Four years later, I’ve done things I’m proud of. I shipped Gen-AI search at Walmart. I’m building AI agents at Adobe. I’m speaking at a conference next month. I run a newsletter. I coach aspiring PMs. By any external measure, the uncertainty should be gone by now.
It’s not. If anything, it's expanded.
The more I do things I actually want to do and say no to the things I don’t, the more doors appear - and they keep getting more exciting. There’s growing certainty about the broader direction, but still total uncertainty about which specific door to walk through. None of them have signs on them.
AI is also redrawing the boundaries of every role I know. I could lean deeper into engineering or move toward design. I could go all in on creative work, on writing or content. I could build Product Rookies into a real business. The more experience I accumulate, the more doors appear.
The difference between me at 22 and me now isn’t that I have answers. It’s that I have better instruments. Every role, every project, every environment I’ve walked into and walked out of added signal. A feel for what gives me energy vs what drains it, what I’ll fight for vs what I’ll tolerate, or what I’m building toward vs what I’m just doing.
I think that’s what intuition actually is. It doesn’t feel like a flash of insight. It’s accumulated evidence from lived experience, forming so slowly you don’t notice until someone asks you a question and you realize you already know your answer.

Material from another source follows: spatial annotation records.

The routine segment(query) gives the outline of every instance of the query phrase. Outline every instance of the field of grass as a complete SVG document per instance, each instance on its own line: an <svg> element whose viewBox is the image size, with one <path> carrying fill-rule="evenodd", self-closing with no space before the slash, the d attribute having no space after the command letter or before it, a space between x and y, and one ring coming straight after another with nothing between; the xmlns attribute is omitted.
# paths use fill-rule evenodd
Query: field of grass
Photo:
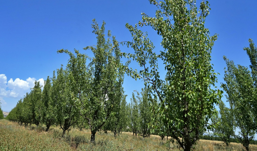
<svg viewBox="0 0 257 151"><path fill-rule="evenodd" d="M51 127L45 132L45 128L35 125L25 128L17 123L6 120L0 120L0 150L182 150L177 148L178 144L159 137L151 135L143 139L123 132L115 138L113 133L108 135L99 133L96 136L95 143L89 142L90 133L88 130L80 131L72 129L64 138L59 128ZM257 151L257 146L250 145L252 150ZM232 143L228 147L221 142L201 140L194 151L242 151L242 145Z"/></svg>

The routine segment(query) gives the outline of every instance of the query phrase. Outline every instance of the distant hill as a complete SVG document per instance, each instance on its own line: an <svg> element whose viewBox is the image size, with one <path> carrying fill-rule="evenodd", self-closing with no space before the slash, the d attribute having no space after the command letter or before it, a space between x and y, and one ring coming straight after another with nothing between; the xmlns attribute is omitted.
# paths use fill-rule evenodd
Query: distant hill
<svg viewBox="0 0 257 151"><path fill-rule="evenodd" d="M3 111L3 114L4 114L4 117L5 118L9 114L9 112L6 112Z"/></svg>

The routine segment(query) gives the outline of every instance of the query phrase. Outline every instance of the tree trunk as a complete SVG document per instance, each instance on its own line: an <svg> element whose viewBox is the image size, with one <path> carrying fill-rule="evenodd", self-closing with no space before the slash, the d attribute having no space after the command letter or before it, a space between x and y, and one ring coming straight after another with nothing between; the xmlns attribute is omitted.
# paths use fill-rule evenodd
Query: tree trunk
<svg viewBox="0 0 257 151"><path fill-rule="evenodd" d="M46 129L45 130L46 132L48 131L48 130L49 129L49 128L50 128L50 124L46 125Z"/></svg>
<svg viewBox="0 0 257 151"><path fill-rule="evenodd" d="M113 133L114 133L114 138L116 138L116 135L117 135L117 132L116 130L114 130L113 131Z"/></svg>
<svg viewBox="0 0 257 151"><path fill-rule="evenodd" d="M188 142L185 144L184 151L190 151L191 150L191 145L190 144L190 143Z"/></svg>
<svg viewBox="0 0 257 151"><path fill-rule="evenodd" d="M63 137L64 136L64 135L65 134L65 132L66 132L66 130L63 130L63 131L62 132L62 137Z"/></svg>
<svg viewBox="0 0 257 151"><path fill-rule="evenodd" d="M243 146L244 146L245 147L245 149L246 149L246 150L247 150L247 151L249 151L249 144L248 145L247 145L247 146L246 145L243 145Z"/></svg>
<svg viewBox="0 0 257 151"><path fill-rule="evenodd" d="M91 138L90 139L90 142L91 143L94 143L95 142L95 136L96 135L96 132L91 132Z"/></svg>

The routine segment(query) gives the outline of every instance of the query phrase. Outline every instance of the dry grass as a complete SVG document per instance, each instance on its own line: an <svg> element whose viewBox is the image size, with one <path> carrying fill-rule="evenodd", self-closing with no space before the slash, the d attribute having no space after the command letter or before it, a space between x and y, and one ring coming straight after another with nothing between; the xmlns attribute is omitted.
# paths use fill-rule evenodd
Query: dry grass
<svg viewBox="0 0 257 151"><path fill-rule="evenodd" d="M178 144L166 140L162 141L158 136L150 138L136 138L131 133L123 132L115 139L113 133L98 133L94 144L89 142L90 132L72 129L64 138L59 129L51 127L49 132L35 126L25 128L17 123L0 120L0 150L182 150ZM250 146L252 150L257 151L257 146ZM196 151L245 150L239 144L231 143L229 147L218 141L201 140L194 147Z"/></svg>

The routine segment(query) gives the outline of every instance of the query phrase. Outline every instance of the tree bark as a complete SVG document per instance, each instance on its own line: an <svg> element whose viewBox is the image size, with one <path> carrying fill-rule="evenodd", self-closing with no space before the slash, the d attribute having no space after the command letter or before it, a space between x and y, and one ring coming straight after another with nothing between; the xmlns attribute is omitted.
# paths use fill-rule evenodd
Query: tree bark
<svg viewBox="0 0 257 151"><path fill-rule="evenodd" d="M116 138L116 136L117 135L117 132L116 131L116 130L114 130L113 131L113 133L114 134L114 138Z"/></svg>
<svg viewBox="0 0 257 151"><path fill-rule="evenodd" d="M95 136L96 132L91 132L91 138L90 139L90 142L91 143L94 143L95 142Z"/></svg>
<svg viewBox="0 0 257 151"><path fill-rule="evenodd" d="M46 129L45 130L46 132L47 132L48 131L48 130L49 129L49 128L50 128L50 125L46 125Z"/></svg>
<svg viewBox="0 0 257 151"><path fill-rule="evenodd" d="M65 132L66 132L65 130L63 130L63 131L62 132L62 137L63 137L64 136L64 135L65 134Z"/></svg>

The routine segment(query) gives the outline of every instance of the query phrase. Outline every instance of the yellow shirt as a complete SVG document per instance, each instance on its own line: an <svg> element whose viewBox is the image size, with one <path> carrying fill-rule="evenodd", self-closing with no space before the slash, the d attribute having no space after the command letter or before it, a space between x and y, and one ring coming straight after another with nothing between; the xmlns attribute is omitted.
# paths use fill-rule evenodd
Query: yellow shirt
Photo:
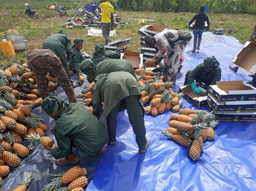
<svg viewBox="0 0 256 191"><path fill-rule="evenodd" d="M101 22L104 23L111 23L110 17L111 14L113 13L113 7L110 4L110 2L106 1L102 3L99 6L99 8L102 9Z"/></svg>

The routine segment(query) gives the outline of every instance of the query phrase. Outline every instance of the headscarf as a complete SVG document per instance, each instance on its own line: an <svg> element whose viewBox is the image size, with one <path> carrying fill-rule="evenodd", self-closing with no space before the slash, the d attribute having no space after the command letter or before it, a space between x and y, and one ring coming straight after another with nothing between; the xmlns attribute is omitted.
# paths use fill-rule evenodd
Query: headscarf
<svg viewBox="0 0 256 191"><path fill-rule="evenodd" d="M64 100L58 97L49 96L41 102L41 107L47 114L53 112L53 117L57 117L57 111L64 104Z"/></svg>
<svg viewBox="0 0 256 191"><path fill-rule="evenodd" d="M87 59L81 62L80 66L79 66L81 72L84 74L88 74L90 73L94 73L95 67L93 64L93 62L91 59Z"/></svg>
<svg viewBox="0 0 256 191"><path fill-rule="evenodd" d="M109 59L120 59L120 55L113 50L106 50L105 57Z"/></svg>
<svg viewBox="0 0 256 191"><path fill-rule="evenodd" d="M77 44L77 43L84 43L84 39L81 38L76 38L74 40L74 43Z"/></svg>
<svg viewBox="0 0 256 191"><path fill-rule="evenodd" d="M95 91L98 91L100 89L108 76L109 74L101 74L97 76L95 79L95 85L93 87Z"/></svg>
<svg viewBox="0 0 256 191"><path fill-rule="evenodd" d="M219 63L217 60L217 59L214 56L212 56L212 57L205 58L203 60L203 66L207 66L207 67L215 67L215 66L218 66L219 65Z"/></svg>

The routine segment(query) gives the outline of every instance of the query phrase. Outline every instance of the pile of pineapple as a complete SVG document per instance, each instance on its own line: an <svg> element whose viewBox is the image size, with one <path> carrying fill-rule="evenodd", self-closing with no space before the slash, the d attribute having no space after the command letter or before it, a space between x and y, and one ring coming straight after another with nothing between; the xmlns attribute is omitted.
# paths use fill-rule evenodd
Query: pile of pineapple
<svg viewBox="0 0 256 191"><path fill-rule="evenodd" d="M214 139L213 128L217 124L212 112L181 109L179 114L171 115L170 127L162 133L183 146L190 147L189 156L196 161L200 158L203 141Z"/></svg>
<svg viewBox="0 0 256 191"><path fill-rule="evenodd" d="M145 109L146 114L156 117L166 110L179 112L183 104L181 99L183 94L174 92L170 77L145 69L136 69L135 72L138 75L143 104L149 103Z"/></svg>
<svg viewBox="0 0 256 191"><path fill-rule="evenodd" d="M10 168L17 168L19 157L26 157L33 148L33 143L23 145L23 138L33 133L42 137L48 130L43 119L31 112L42 99L26 66L14 64L0 70L0 177L7 176Z"/></svg>
<svg viewBox="0 0 256 191"><path fill-rule="evenodd" d="M53 175L51 183L46 185L43 191L83 191L88 184L87 170L85 168L74 166L66 172ZM62 184L68 183L68 187L60 188Z"/></svg>

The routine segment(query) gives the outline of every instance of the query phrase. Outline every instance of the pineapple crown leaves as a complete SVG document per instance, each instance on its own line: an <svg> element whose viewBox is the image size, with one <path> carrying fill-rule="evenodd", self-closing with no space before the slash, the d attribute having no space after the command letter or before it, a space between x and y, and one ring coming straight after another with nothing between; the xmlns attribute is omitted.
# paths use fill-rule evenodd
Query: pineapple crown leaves
<svg viewBox="0 0 256 191"><path fill-rule="evenodd" d="M6 108L8 110L13 110L13 106L9 102L6 101L4 99L0 98L0 105Z"/></svg>
<svg viewBox="0 0 256 191"><path fill-rule="evenodd" d="M161 132L165 135L167 137L168 137L169 139L172 139L173 138L173 134L170 132L169 131L167 131L167 130L161 130Z"/></svg>
<svg viewBox="0 0 256 191"><path fill-rule="evenodd" d="M40 135L35 133L32 133L29 135L27 135L25 137L25 139L28 141L28 142L30 143L35 143L35 141L38 141L40 139Z"/></svg>
<svg viewBox="0 0 256 191"><path fill-rule="evenodd" d="M155 86L150 85L147 92L149 93L149 98L152 99L155 93Z"/></svg>
<svg viewBox="0 0 256 191"><path fill-rule="evenodd" d="M194 124L193 125L193 129L194 130L203 130L203 129L208 129L208 126L206 123L200 123L197 124Z"/></svg>
<svg viewBox="0 0 256 191"><path fill-rule="evenodd" d="M172 82L168 81L165 83L165 87L166 89L169 90L173 86L174 83Z"/></svg>
<svg viewBox="0 0 256 191"><path fill-rule="evenodd" d="M171 100L171 97L170 97L170 91L165 91L161 95L161 101L162 103L167 103L169 101Z"/></svg>
<svg viewBox="0 0 256 191"><path fill-rule="evenodd" d="M219 121L216 120L213 120L209 123L209 127L214 128L217 125L219 124Z"/></svg>
<svg viewBox="0 0 256 191"><path fill-rule="evenodd" d="M6 111L6 108L2 105L0 105L0 113L4 113Z"/></svg>
<svg viewBox="0 0 256 191"><path fill-rule="evenodd" d="M38 128L37 121L34 117L30 117L29 116L25 117L22 122L30 124L34 129Z"/></svg>
<svg viewBox="0 0 256 191"><path fill-rule="evenodd" d="M194 139L198 140L201 134L202 134L202 130L201 129L195 130L194 132L194 135L193 135Z"/></svg>
<svg viewBox="0 0 256 191"><path fill-rule="evenodd" d="M3 94L4 99L9 102L12 105L16 105L17 103L17 99L13 97L9 92L6 92Z"/></svg>
<svg viewBox="0 0 256 191"><path fill-rule="evenodd" d="M10 132L6 132L4 134L4 139L12 145L15 143L15 136L10 134Z"/></svg>
<svg viewBox="0 0 256 191"><path fill-rule="evenodd" d="M31 172L29 172L26 175L24 182L23 183L23 184L26 185L28 187L30 185L33 180L34 180L34 174Z"/></svg>
<svg viewBox="0 0 256 191"><path fill-rule="evenodd" d="M37 122L42 122L44 121L44 119L42 118L40 116L33 113L33 112L31 112L30 114L29 115L29 117L32 117L32 118L34 118Z"/></svg>
<svg viewBox="0 0 256 191"><path fill-rule="evenodd" d="M66 172L60 172L57 174L53 174L54 177L51 180L51 183L44 185L43 191L55 191L62 184L62 177Z"/></svg>

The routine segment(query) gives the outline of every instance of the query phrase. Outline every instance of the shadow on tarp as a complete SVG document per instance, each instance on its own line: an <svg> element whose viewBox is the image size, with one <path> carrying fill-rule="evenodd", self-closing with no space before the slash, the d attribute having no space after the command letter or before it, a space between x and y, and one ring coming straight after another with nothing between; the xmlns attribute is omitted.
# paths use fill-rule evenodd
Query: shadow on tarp
<svg viewBox="0 0 256 191"><path fill-rule="evenodd" d="M183 68L173 89L177 92L183 85L186 72L210 56L214 56L220 63L221 80L250 81L249 74L242 69L237 73L228 69L229 66L235 66L231 60L241 47L242 44L232 37L203 32L196 53L191 52L193 39L187 46ZM181 108L198 109L187 100L183 101ZM208 108L205 106L200 109ZM214 140L204 142L200 159L193 161L189 157L189 148L166 139L161 133L168 127L172 114L165 111L156 117L145 115L150 144L146 154L139 154L131 126L127 123L127 114L120 112L117 143L107 146L86 190L255 190L255 122L220 122L215 128Z"/></svg>
<svg viewBox="0 0 256 191"><path fill-rule="evenodd" d="M72 79L75 81L77 80L77 74L72 76ZM83 85L85 85L86 81ZM77 87L74 89L75 93L81 92L83 86ZM50 92L51 95L59 96L68 102L65 92L61 87L59 87L55 92ZM46 132L46 135L53 139L49 130L55 124L55 120L49 117L42 110L41 107L35 108L33 112L41 116L44 119L44 123L48 127L48 130ZM57 143L55 139L55 143ZM24 141L23 144L26 145L26 141ZM90 181L94 174L96 166L100 160L102 154L99 154L95 157L89 156L85 153L80 152L75 148L73 148L73 152L77 155L80 161L77 164L80 167L86 168L87 170L87 178ZM42 190L44 185L50 183L50 180L53 178L51 174L56 174L59 172L68 170L70 168L75 165L68 165L60 167L55 165L55 159L51 154L51 152L44 149L42 145L39 143L36 143L34 151L27 157L21 159L21 163L16 169L10 169L9 175L3 179L1 190L10 191L23 184L25 175L27 172L32 172L35 174L35 180L31 185L27 189L28 191ZM67 185L63 185L63 186Z"/></svg>

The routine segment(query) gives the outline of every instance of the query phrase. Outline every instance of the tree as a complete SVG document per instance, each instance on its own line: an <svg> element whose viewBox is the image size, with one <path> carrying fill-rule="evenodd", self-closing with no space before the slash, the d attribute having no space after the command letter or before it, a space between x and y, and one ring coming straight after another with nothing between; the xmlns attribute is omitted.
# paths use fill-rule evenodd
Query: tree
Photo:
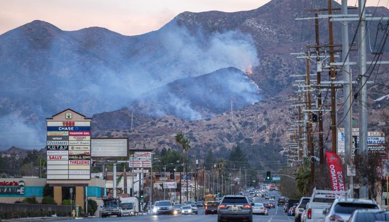
<svg viewBox="0 0 389 222"><path fill-rule="evenodd" d="M303 196L307 196L310 192L310 166L308 158L304 157L303 164L297 169L295 173L297 190Z"/></svg>
<svg viewBox="0 0 389 222"><path fill-rule="evenodd" d="M366 151L354 156L356 172L355 181L367 181L370 199L375 199L378 192L379 187L376 182L379 180L377 170L381 165L381 161L380 159L369 155Z"/></svg>

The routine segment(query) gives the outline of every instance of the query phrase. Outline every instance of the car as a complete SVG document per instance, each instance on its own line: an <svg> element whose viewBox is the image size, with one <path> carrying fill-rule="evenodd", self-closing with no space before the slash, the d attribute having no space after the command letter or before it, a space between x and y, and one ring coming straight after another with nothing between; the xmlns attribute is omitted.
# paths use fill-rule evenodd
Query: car
<svg viewBox="0 0 389 222"><path fill-rule="evenodd" d="M182 207L182 204L174 204L173 207L174 210L177 211L177 213L181 213L181 208Z"/></svg>
<svg viewBox="0 0 389 222"><path fill-rule="evenodd" d="M338 198L334 200L329 210L323 211L327 214L324 221L347 221L355 210L363 209L380 209L378 204L372 200Z"/></svg>
<svg viewBox="0 0 389 222"><path fill-rule="evenodd" d="M283 206L285 205L286 203L286 200L285 200L285 198L282 197L278 198L278 201L277 201L277 206Z"/></svg>
<svg viewBox="0 0 389 222"><path fill-rule="evenodd" d="M204 203L203 203L203 201L197 201L196 202L196 206L198 207L203 207L204 206Z"/></svg>
<svg viewBox="0 0 389 222"><path fill-rule="evenodd" d="M196 203L191 203L190 205L192 207L192 212L196 213L196 214L199 214L199 210L197 209L197 205Z"/></svg>
<svg viewBox="0 0 389 222"><path fill-rule="evenodd" d="M259 203L253 203L251 204L251 208L253 208L253 214L265 215L265 211L267 211L263 204Z"/></svg>
<svg viewBox="0 0 389 222"><path fill-rule="evenodd" d="M192 206L190 205L183 205L181 208L181 214L191 214L193 213L193 212L192 212Z"/></svg>
<svg viewBox="0 0 389 222"><path fill-rule="evenodd" d="M266 207L266 208L270 208L270 203L268 202L264 202L262 204L263 204L263 206Z"/></svg>
<svg viewBox="0 0 389 222"><path fill-rule="evenodd" d="M253 221L251 204L244 196L225 195L217 209L217 221L229 220Z"/></svg>
<svg viewBox="0 0 389 222"><path fill-rule="evenodd" d="M389 220L389 211L380 210L360 209L354 211L350 216L349 222L375 222Z"/></svg>
<svg viewBox="0 0 389 222"><path fill-rule="evenodd" d="M302 212L304 209L305 209L306 204L309 202L310 197L301 197L300 199L300 202L296 205L295 209L295 214L294 217L295 222L300 222L301 219L301 215L302 215ZM294 205L295 204L294 204Z"/></svg>
<svg viewBox="0 0 389 222"><path fill-rule="evenodd" d="M155 201L152 211L155 215L173 214L174 213L172 202L170 200Z"/></svg>
<svg viewBox="0 0 389 222"><path fill-rule="evenodd" d="M214 201L208 201L205 206L205 215L214 213L217 213L217 207L219 206L219 203Z"/></svg>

Here's what I've come to believe about uncertainty: you don't solve it by looking forward. Not by mapping every possible career path, or comparing yourself to people who seem like they figured it out, or optimizing for what looks right from the outside. The answer isn't ahead of you. It's behind you - in the pattern of what you've said yes to, what you've said no to, and what that trail is telling you about who you're becoming.
My mentee doesn’t know what she wants to do and neither did I. Neither do I, fully, right now. But I’m closer than I was four years ago.
I told her the same thing I told myself at 22: choose intentionally and pay attention to what you eliminate. That’s your compass building itself.